Essai de joueurs : la FIFA instaure un cadre réglementaire pour les mineurs

par | 15, Nov, 2022

Ce jeudi 8 novembre, par une circulaire n°1816, la FIFA a annoncé avoir amendé le Règlement du le Statut et du Transfert des Joueurs (RSTJ). 

En effet, en mai 2021, la Commission des Acteurs du Football de la FIFA a validé une série dobjectifs, de principes et daxes de travail pour le troisième volet de réformes, concernant notamment les transferts internationaux de joueurs mineurs.
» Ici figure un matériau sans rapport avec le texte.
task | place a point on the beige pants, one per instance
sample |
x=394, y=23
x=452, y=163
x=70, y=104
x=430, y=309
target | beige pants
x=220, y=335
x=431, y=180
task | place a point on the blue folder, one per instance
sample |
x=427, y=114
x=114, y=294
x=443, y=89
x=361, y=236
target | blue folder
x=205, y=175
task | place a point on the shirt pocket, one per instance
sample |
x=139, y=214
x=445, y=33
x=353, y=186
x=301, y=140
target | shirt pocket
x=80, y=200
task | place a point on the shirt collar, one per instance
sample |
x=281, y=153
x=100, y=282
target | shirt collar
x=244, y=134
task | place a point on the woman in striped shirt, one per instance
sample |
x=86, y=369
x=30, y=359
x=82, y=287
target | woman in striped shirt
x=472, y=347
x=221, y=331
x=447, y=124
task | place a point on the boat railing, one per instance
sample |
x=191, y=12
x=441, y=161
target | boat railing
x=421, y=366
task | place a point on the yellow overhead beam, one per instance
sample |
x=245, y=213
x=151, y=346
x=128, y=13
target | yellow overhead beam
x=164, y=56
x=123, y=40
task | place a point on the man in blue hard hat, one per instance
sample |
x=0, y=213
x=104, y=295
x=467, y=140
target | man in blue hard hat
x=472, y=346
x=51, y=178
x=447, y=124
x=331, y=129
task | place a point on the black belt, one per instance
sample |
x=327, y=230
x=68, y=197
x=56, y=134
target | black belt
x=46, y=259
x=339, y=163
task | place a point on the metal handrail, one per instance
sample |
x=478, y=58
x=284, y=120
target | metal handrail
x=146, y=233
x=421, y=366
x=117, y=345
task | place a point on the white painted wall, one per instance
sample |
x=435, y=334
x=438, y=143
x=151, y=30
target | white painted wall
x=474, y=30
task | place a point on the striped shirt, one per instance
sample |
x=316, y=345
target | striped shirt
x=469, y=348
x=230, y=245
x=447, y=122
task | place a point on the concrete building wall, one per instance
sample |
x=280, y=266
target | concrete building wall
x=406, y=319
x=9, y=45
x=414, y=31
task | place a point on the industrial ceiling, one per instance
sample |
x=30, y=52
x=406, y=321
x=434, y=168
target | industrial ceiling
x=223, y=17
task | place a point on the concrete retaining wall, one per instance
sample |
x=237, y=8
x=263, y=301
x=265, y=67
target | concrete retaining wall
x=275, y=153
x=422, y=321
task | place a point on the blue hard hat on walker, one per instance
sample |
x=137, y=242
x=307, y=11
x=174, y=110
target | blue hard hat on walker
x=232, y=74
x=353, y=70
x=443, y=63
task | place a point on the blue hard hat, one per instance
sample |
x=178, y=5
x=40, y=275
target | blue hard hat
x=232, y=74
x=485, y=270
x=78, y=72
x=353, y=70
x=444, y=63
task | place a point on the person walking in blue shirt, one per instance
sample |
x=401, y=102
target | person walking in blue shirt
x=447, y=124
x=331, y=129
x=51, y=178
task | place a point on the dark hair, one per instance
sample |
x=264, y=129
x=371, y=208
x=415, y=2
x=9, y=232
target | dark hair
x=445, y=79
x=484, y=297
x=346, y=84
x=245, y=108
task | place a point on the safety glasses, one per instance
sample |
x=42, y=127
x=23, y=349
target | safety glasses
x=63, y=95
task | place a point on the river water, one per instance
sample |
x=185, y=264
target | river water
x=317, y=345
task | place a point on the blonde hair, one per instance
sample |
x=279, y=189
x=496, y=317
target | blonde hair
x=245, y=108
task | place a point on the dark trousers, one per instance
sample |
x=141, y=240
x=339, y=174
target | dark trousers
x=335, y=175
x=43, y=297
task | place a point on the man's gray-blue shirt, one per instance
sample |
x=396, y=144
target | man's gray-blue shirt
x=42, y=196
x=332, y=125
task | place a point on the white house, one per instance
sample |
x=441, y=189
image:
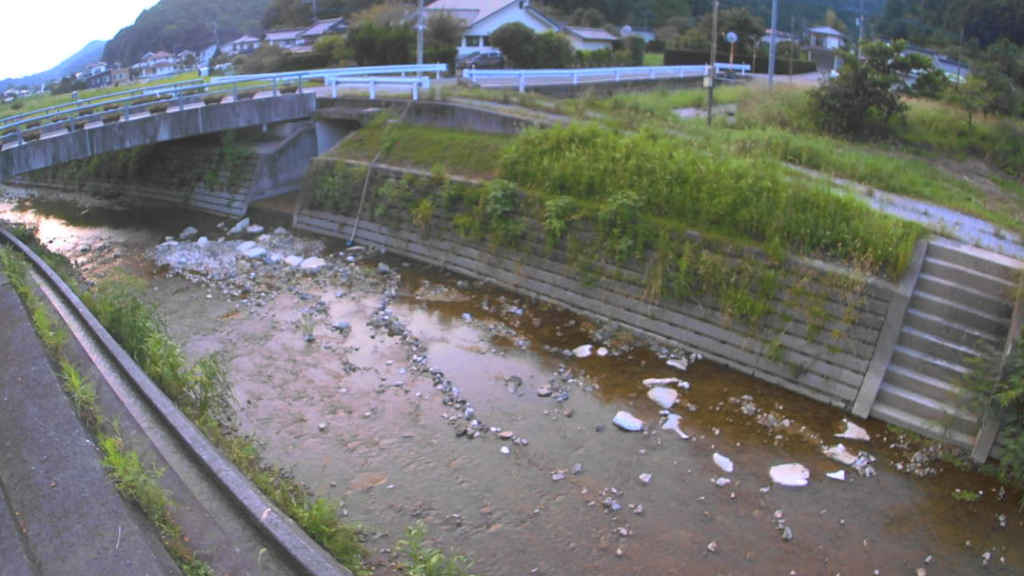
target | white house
x=481, y=17
x=826, y=37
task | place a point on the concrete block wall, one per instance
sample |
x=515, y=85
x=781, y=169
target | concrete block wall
x=827, y=363
x=174, y=173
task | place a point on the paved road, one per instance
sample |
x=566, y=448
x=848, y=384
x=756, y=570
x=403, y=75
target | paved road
x=58, y=512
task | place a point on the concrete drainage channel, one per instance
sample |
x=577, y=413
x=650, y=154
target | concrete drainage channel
x=227, y=496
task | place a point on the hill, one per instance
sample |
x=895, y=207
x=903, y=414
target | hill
x=180, y=25
x=91, y=52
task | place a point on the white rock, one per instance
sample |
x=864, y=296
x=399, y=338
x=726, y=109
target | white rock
x=723, y=462
x=838, y=475
x=666, y=398
x=582, y=352
x=853, y=432
x=254, y=252
x=790, y=475
x=237, y=229
x=660, y=381
x=312, y=264
x=672, y=423
x=627, y=421
x=679, y=363
x=840, y=454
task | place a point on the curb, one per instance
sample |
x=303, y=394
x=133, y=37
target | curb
x=304, y=553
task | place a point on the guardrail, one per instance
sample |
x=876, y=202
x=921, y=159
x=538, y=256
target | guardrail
x=619, y=74
x=86, y=103
x=78, y=115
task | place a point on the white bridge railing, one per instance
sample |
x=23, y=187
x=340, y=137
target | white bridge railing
x=585, y=75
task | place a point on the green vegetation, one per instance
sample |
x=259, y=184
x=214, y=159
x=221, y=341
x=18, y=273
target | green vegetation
x=460, y=152
x=427, y=561
x=705, y=189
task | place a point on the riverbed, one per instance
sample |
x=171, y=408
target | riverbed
x=486, y=416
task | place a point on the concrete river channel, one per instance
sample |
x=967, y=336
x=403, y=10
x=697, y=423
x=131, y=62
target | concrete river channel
x=528, y=475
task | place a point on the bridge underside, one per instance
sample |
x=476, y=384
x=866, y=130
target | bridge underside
x=68, y=147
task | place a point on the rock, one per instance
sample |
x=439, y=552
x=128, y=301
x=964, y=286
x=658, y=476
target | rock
x=840, y=454
x=627, y=421
x=853, y=432
x=723, y=462
x=666, y=398
x=239, y=228
x=680, y=363
x=312, y=264
x=672, y=423
x=790, y=475
x=582, y=352
x=254, y=252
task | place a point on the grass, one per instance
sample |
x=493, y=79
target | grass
x=460, y=152
x=45, y=100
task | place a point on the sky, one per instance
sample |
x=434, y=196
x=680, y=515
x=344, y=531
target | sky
x=36, y=35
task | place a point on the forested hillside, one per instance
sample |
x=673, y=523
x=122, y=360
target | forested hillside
x=179, y=25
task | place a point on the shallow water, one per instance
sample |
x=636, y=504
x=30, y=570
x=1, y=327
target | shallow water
x=389, y=452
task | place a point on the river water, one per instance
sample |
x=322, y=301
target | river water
x=357, y=419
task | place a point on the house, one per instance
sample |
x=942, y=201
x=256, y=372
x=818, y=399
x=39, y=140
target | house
x=481, y=17
x=321, y=29
x=243, y=45
x=155, y=64
x=285, y=39
x=589, y=38
x=826, y=37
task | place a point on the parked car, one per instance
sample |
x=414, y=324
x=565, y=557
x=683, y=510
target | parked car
x=480, y=60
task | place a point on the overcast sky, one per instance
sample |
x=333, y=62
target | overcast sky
x=36, y=35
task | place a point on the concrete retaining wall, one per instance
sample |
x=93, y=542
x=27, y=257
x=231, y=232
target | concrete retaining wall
x=826, y=362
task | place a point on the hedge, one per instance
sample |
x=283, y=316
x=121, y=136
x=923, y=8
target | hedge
x=689, y=57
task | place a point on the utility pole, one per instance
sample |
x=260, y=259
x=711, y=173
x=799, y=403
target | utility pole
x=419, y=36
x=771, y=49
x=793, y=40
x=860, y=30
x=714, y=54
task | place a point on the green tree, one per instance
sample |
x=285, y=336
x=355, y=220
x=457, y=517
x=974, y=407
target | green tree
x=867, y=93
x=749, y=28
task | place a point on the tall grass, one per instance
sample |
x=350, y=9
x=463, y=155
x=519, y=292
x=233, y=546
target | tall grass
x=709, y=190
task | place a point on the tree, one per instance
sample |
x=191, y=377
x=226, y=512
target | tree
x=517, y=42
x=867, y=93
x=972, y=96
x=750, y=29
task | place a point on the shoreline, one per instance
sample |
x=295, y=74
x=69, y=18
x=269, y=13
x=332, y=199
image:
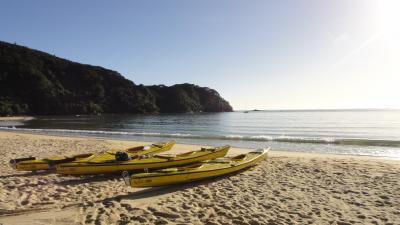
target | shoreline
x=289, y=187
x=16, y=118
x=235, y=149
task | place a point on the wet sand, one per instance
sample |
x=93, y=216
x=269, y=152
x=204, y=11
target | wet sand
x=288, y=188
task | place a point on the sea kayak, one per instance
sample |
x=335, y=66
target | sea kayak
x=95, y=166
x=33, y=164
x=197, y=171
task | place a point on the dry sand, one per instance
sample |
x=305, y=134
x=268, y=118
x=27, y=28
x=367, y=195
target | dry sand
x=288, y=188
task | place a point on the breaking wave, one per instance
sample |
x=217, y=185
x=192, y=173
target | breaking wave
x=256, y=138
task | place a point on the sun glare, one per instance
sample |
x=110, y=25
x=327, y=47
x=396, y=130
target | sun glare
x=388, y=19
Ces principes ont par la suite été approuvés par le Conseil de la FIFA, qui s’est déroulé le 20 mai 2021.

L’un des principaux amendements, inscrit à l’article 19ter du RSTJ, est relatif à l’établissement d’un cadre réglementaire de la pratique des essais, qu’ils soient mineurs ou majeurs. Ces nouvelles règles de mise à l’essai sont afférentes aux soins médicaux, à l’âge minimum ou encore aux moyens de protection juridique des jeunes joueurs.

Retour en arrière sur une pratique, autrefois oubliée par les instances du football

Il existait en effet, encore quelques jours auparavant, un réel flou juridique autour de cette pratique des essais, pourtant particulièrement importante dans le cadre de la protection des intérêts des joueurs mineurs, notamment lors de leurs transferts internationaux. 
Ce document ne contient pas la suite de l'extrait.